The
Way I See It
By Joseph C. Phillips
Never Having To Say You Were Wrong
It is worth recalling that in 1996 when then President Bill Clinton signed the Personal Responsibility and Work Opportunity Reconciliation Act (otherwise known as welfare reform) New Liberals predicted all manner of calamity. We were, they claimed, cosigning our nation to third world style poverty. They shrieked that the bill was anti-child and mean spirited. Senator Ted Kennedy (D-MA) called it “legislative child abuse.” Marian Wright Edelman likened it to dropping napalm on a Vietnamese village. It is also worth noting that they couldn’t have been more wrong. In spite of all the hand wringing and warnings of the impending apocalypse, the dark days didn’t materialize. The fears were misplaced and instead of hoards of children sleeping in the streets welfare reform reduced child poverty and has been in the words of the non-partisan Urban Institute “a bipartisan achievement that shrank welfare rolls and put single mothers to work.”

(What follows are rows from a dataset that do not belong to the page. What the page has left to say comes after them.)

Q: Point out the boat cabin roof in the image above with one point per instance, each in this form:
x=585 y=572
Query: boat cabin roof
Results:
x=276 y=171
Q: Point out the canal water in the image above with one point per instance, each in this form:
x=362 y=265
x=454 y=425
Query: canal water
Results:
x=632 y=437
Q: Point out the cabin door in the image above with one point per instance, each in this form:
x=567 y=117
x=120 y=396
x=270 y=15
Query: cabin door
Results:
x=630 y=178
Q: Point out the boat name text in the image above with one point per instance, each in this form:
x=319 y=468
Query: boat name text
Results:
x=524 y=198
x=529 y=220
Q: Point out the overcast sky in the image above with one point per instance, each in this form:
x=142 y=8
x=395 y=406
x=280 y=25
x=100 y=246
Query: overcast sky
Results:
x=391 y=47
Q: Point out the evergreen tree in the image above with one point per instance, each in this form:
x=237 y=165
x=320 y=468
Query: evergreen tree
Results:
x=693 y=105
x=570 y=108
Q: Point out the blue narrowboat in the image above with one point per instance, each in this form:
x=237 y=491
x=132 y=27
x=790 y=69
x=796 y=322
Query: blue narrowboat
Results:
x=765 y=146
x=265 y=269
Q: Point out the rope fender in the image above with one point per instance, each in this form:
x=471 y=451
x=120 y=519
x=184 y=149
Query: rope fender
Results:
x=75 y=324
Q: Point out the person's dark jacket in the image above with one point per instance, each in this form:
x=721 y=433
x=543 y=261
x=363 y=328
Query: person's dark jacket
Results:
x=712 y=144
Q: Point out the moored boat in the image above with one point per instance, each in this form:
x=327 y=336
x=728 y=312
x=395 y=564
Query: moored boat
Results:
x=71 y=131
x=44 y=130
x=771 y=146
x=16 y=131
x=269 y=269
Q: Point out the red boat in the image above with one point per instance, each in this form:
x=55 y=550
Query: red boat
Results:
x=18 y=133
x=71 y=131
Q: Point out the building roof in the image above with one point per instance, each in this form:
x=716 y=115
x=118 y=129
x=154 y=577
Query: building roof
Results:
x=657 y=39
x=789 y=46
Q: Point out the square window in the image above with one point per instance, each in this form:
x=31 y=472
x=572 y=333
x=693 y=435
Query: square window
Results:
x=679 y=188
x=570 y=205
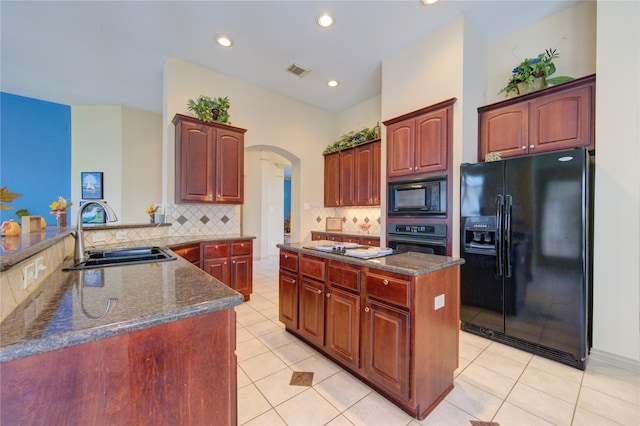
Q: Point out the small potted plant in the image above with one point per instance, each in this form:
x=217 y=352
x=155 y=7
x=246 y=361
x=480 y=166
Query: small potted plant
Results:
x=534 y=74
x=208 y=109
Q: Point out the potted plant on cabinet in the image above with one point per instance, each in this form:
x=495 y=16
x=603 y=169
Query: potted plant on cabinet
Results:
x=534 y=74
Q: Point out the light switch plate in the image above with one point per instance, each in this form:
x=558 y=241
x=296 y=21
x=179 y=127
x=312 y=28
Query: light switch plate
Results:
x=438 y=302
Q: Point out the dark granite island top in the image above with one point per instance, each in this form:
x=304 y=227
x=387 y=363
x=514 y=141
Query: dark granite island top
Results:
x=72 y=308
x=410 y=263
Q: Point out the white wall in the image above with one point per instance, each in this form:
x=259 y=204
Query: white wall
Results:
x=617 y=211
x=425 y=73
x=141 y=163
x=271 y=120
x=126 y=145
x=96 y=146
x=572 y=32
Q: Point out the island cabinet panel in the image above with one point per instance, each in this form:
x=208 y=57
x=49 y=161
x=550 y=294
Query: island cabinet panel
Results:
x=311 y=310
x=178 y=373
x=397 y=333
x=209 y=162
x=230 y=262
x=288 y=295
x=385 y=341
x=557 y=118
x=342 y=338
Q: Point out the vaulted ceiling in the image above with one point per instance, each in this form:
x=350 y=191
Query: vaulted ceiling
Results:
x=113 y=52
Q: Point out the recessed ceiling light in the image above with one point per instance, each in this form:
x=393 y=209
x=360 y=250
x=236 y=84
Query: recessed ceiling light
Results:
x=224 y=41
x=325 y=20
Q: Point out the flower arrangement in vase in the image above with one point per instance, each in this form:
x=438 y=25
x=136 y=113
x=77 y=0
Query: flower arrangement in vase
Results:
x=151 y=210
x=534 y=74
x=59 y=210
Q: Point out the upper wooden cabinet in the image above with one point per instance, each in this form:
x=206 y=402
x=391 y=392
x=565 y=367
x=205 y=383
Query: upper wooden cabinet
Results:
x=209 y=162
x=332 y=180
x=352 y=176
x=419 y=143
x=556 y=118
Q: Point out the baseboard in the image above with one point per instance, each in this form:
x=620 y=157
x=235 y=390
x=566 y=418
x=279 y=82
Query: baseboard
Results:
x=615 y=360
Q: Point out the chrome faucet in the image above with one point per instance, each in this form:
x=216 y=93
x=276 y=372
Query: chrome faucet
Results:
x=78 y=253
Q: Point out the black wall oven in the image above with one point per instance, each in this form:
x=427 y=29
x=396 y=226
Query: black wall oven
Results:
x=421 y=238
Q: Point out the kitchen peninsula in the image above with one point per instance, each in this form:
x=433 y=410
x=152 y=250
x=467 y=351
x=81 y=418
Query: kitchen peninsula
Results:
x=392 y=321
x=138 y=344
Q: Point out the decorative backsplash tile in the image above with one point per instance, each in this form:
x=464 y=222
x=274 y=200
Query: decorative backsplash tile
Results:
x=352 y=219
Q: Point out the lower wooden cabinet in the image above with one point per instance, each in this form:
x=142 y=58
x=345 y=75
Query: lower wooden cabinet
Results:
x=230 y=262
x=383 y=326
x=385 y=341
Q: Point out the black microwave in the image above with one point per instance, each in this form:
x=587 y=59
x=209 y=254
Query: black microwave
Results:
x=426 y=197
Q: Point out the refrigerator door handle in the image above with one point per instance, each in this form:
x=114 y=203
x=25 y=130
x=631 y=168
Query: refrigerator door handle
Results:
x=507 y=234
x=499 y=238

In the 13 years following passage of the welfare reform law, the Urban Institutes reports that welfare caseloads were cut in half; participation by welfare recipients in work activities increased sharply; income among welfare recipients increased and the percentage of recipients living in extreme poverty (income below 50 percent of the federal poverty level) declined by 18 percent.
For once, it would seem Congress had reason to pat itself on the back but you would never know it. Not only have Democrats never admitted that they were wrong on welfare reform, they have long resolved to end it as soon as possible. It took Barak Obama and the Democratic Congress exactly two weeks to unravel what has been roundly recognized as a major policy achievement.
The stimulus bill recently passed by Congress and signed Tuesday by the President begins the process of dismantling welfare as we now know it and puts us on a backward path to welfare as we once knew it. And this, we are told will stimulate the economy saving us from unimaginable catastrophe.
One of the lynchpins of the original reform was a change in how states received their funding from the federal government. Under the old aid to families with dependant children states received funds based on the number of recipients on the rolls. This created a perverse incentive to increase the number of families dependent on aid. Under the new temporary assistance to needy families (TANF), states were now funded at a flat level that did not change with increased rolls and they were mandated to move families off the dole and prepare them for work.
Somehow the administration’s new transparency failed to reveal “the largest one-year increase in government handouts in American history.” The “change we can believe in” reverses these successful reforms and returns us to the old days when states are funded depending on how many families are on their rolls. According to Robert Rector, one of the architects of the original welfare reform bill “the new welfare system created by the stimulus bills is actually worse than the old AFDC program because it rewards the states more heavily to increase their caseloads. Under the stimulus bills, the federal government will pay 80 percent of cost for each new family that a state enrolls in welfare; this matching rate is far higher than it was under AFDC.”
Criticism of this return to welfare-as-we-knew-it is not limited to conservatives. Mickey Kaus, writing for the left leaning Slate Magazine, laments that the stimulus bills welfare provisions are a "liberal conspiracy to expand the welfare rolls."
It is logical to ask, if the reforms enacted in 1996 led to a reduction in welfare rolls wouldn’t the rescinding of those reforms and the reinstatement of old incentives begin once again to dictate the behavior of both individuals and government. It will give me no great comfort to say, “I told you so.” However, it is reasonable to ask if at that time Obama, Reid and Pelosi et al. will step forward and admit that they blew it. Something is telling me not to hold my breath. New liberalism means never having to say you were wrong.